MEN DIE (183 pp.)—H. L. Humes—Random House ($3.50)

A talented young first novelist named H. L. (for Harold Louis) Humes last year produced an almost classic example of the ambitious book that tries to say too much. The Underground City (TIME, May 26, 1958) was at once a war novel, a treatise on right and wrong, an indictment of the human condition. Its 755 pages were too many and too tiring. Now, in less than one-quarter the wordage. Author Humes, 33, has produced a new book that gives off more significance than his first could even suggest.

Enigma with Cutlass. Just before World War II, the rock island of Manacle Shoal in the Caribbean is being tunneled to serve as an unsinkable ammunition ship. The labor force consists entirely of U.S. Negro enlisted men; directing them are three white officers. No one is under any illusion about the overhanging risk: a wrong move, a detonated shell, a rule-breaking smoke—and the whole lot of them could be blown up. Along with the danger come few compensations. For the Negroes, there is an occasional cockfight and beers on a nearby island; for the commander, who is sure that his dreary assignment is punishment for once having run a destroyer aground, there is endless compulsive reading, mixed with lone drinking bouts. Commander Hake is an Annapolis man, in many ways a first-rate officer, but an enigma and a terror to his men, who call him “Admiral God.” He is frightening at inspections, when he wears an ancient Navy cutlass. His sole link with the outside world is the erotic letters he gets from a beautiful wife. His overriding passion is to get his island job done at whatever risk or human cost—and he regards his men as scarcely human, for he hates Negroes.

For Hake’s second in command, Lieut. Dolfus, and Lieut. Sulgrave, the commander’s young aide, life on the island is a combination of boredom and premonition of disaster. The disaster is not long in coming; half a dozen enlisted men and Sulgrave are the only survivors. It is then that the Negroes get a grisly, ironic revenge on the commander. Looking for his body, they find only the head and shoulders.

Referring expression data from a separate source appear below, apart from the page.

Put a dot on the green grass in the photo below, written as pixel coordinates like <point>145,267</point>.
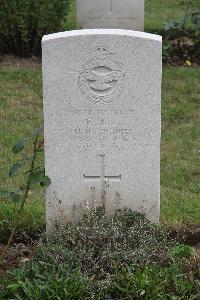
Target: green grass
<point>123,257</point>
<point>21,111</point>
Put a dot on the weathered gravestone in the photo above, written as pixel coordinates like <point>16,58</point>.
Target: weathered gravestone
<point>102,94</point>
<point>124,14</point>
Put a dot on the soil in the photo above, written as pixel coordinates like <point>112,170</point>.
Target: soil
<point>13,62</point>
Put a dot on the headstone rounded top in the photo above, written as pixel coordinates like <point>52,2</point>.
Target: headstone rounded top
<point>86,32</point>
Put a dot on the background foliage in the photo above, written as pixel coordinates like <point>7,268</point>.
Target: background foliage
<point>24,22</point>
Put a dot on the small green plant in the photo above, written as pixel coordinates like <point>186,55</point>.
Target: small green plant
<point>182,251</point>
<point>33,175</point>
<point>123,257</point>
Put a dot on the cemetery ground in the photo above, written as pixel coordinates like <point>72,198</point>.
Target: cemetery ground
<point>21,111</point>
<point>168,271</point>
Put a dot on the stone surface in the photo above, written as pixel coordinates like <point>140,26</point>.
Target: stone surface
<point>102,95</point>
<point>123,14</point>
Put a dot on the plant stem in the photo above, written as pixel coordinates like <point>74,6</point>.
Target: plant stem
<point>23,201</point>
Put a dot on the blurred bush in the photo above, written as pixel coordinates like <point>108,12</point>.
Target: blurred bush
<point>24,22</point>
<point>182,38</point>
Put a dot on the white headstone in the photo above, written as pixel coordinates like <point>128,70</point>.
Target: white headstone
<point>122,14</point>
<point>102,95</point>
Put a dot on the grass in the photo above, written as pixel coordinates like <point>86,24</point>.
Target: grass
<point>125,257</point>
<point>21,111</point>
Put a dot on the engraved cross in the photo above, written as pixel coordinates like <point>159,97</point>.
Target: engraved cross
<point>102,178</point>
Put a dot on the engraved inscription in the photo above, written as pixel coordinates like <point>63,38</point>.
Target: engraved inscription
<point>101,79</point>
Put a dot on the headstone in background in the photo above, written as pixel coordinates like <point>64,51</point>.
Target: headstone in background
<point>102,95</point>
<point>122,14</point>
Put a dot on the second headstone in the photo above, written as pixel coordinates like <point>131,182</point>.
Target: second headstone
<point>120,14</point>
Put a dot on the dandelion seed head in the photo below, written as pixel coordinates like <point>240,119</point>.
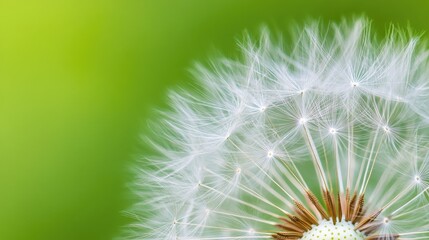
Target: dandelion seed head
<point>324,136</point>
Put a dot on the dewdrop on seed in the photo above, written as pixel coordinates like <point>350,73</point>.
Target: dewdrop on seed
<point>324,137</point>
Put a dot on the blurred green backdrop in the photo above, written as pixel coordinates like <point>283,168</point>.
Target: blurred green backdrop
<point>79,78</point>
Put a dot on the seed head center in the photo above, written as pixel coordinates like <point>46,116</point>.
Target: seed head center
<point>327,230</point>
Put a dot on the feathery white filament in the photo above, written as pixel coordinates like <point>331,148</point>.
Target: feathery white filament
<point>329,111</point>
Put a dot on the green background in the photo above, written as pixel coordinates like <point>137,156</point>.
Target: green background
<point>78,79</point>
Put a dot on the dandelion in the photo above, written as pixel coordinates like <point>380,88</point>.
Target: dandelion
<point>321,137</point>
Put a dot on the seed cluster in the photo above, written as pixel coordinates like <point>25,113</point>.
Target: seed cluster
<point>346,214</point>
<point>327,230</point>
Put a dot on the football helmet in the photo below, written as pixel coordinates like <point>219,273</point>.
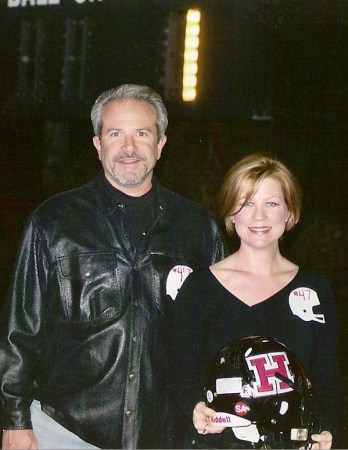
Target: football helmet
<point>259,389</point>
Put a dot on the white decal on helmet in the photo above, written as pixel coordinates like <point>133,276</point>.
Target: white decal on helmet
<point>175,279</point>
<point>302,301</point>
<point>229,420</point>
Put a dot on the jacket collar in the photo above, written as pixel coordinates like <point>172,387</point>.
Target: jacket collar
<point>112,199</point>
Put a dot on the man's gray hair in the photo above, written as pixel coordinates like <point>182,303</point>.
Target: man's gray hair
<point>130,92</point>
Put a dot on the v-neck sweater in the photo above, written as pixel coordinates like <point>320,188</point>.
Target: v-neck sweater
<point>207,317</point>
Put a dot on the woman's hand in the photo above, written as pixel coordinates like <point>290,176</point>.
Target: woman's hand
<point>202,416</point>
<point>323,440</point>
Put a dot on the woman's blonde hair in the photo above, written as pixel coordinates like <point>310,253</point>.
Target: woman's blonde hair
<point>250,172</point>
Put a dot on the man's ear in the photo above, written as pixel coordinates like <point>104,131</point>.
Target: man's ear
<point>97,145</point>
<point>160,146</point>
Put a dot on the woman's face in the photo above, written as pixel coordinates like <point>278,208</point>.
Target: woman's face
<point>262,220</point>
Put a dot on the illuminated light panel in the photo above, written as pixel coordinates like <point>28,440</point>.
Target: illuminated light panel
<point>191,53</point>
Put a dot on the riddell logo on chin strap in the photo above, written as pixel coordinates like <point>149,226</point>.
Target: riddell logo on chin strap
<point>265,367</point>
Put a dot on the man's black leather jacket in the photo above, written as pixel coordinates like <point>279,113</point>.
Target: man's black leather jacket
<point>85,329</point>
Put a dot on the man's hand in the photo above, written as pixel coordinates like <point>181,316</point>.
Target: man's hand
<point>19,439</point>
<point>202,416</point>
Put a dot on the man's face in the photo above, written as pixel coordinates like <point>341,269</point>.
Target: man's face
<point>128,147</point>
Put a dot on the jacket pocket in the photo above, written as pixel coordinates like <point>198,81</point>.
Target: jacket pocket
<point>89,286</point>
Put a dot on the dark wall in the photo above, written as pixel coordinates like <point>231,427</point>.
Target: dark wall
<point>273,78</point>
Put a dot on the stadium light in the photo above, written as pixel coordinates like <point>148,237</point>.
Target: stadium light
<point>191,54</point>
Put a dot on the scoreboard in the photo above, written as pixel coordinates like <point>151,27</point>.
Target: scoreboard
<point>58,55</point>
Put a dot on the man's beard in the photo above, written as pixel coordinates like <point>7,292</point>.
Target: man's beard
<point>132,179</point>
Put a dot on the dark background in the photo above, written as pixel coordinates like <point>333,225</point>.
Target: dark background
<point>272,78</point>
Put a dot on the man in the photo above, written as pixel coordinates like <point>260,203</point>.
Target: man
<point>85,335</point>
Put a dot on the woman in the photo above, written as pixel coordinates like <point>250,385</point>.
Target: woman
<point>255,291</point>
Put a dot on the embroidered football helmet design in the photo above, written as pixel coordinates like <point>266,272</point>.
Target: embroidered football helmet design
<point>302,301</point>
<point>260,391</point>
<point>175,279</point>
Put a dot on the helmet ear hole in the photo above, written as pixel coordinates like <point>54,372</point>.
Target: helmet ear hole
<point>260,380</point>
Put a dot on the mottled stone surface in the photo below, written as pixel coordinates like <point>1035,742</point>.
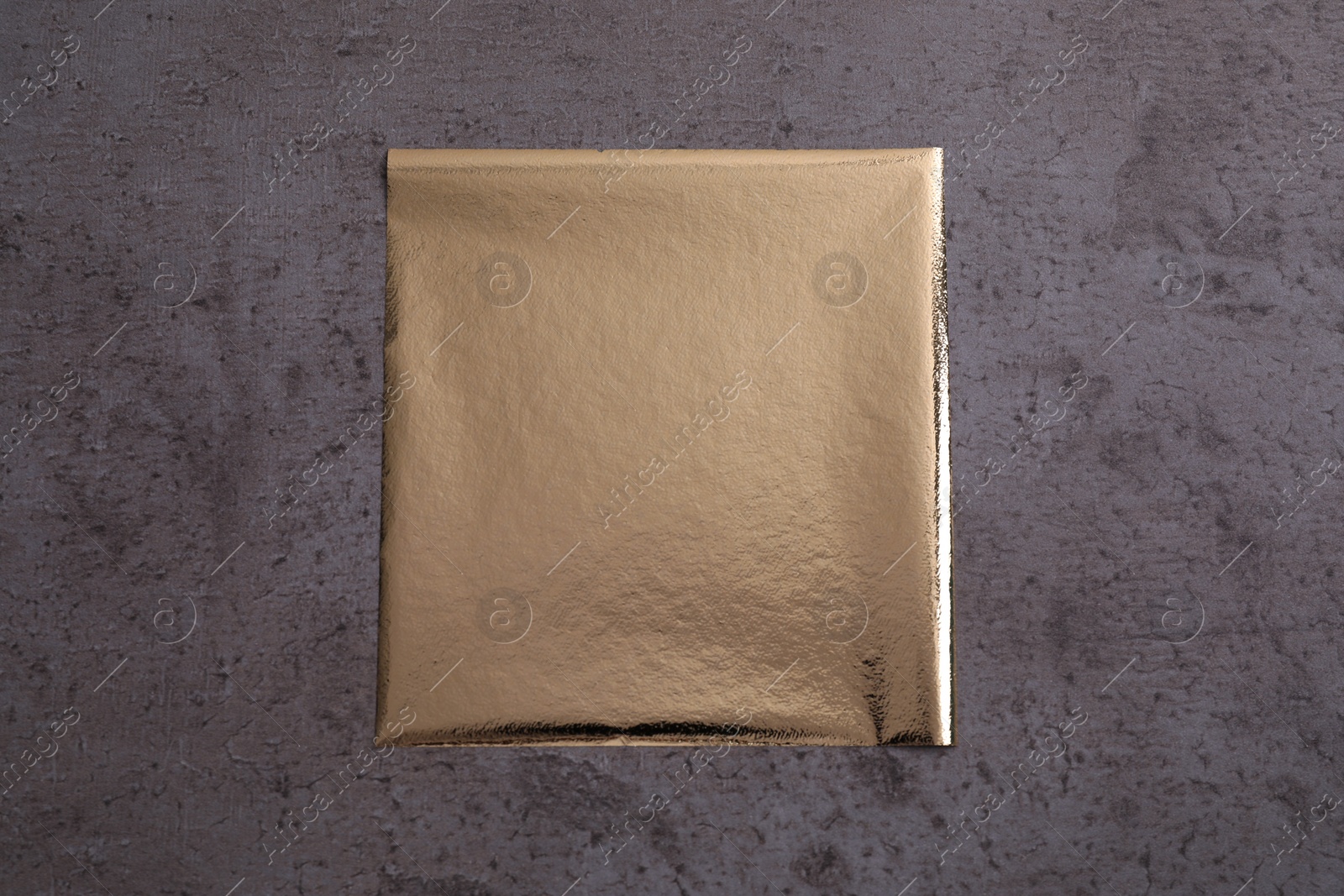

Into the improvised coffin go arms and legs, black and white, sufficient to provide a corpse for the military funeral Commander Hake is to get back in the States.

Love with Torture. Author Humes has devised a story that goes well beyond the tensions and the holocaust on the island. At the funeral, young Sulgrave meets the commander’s wife, and there begins a tortured, driving love affair that is not only credible but deeply revealing. Through it the reader and Sulgrave begin to see what made the commander and Lieut. Dolfus the inscrutable men they seemed on the island. Theirs had been a common past, itself a prelude to ultimate unhappiness.

Author Humes does his work in flashbacks, not the smooth ones of a Marquand, but brusque revelations carved out like sections of a monument to doom. Unfortunately, he also chooses to interpolate interior monologues, which prove only that he has not read James Joyce well enough. But these form a minor irritant compared to the book’s merits —clean writing, crisp description, and a surprisingly accurate sense of the bitter relationships, mostly unspoken, between the enlisted Negroes and their commander. Author Humes is no optimist. Every page of Men Die implies an underlying sense of doom for mankind; yet every page is also immensely readable.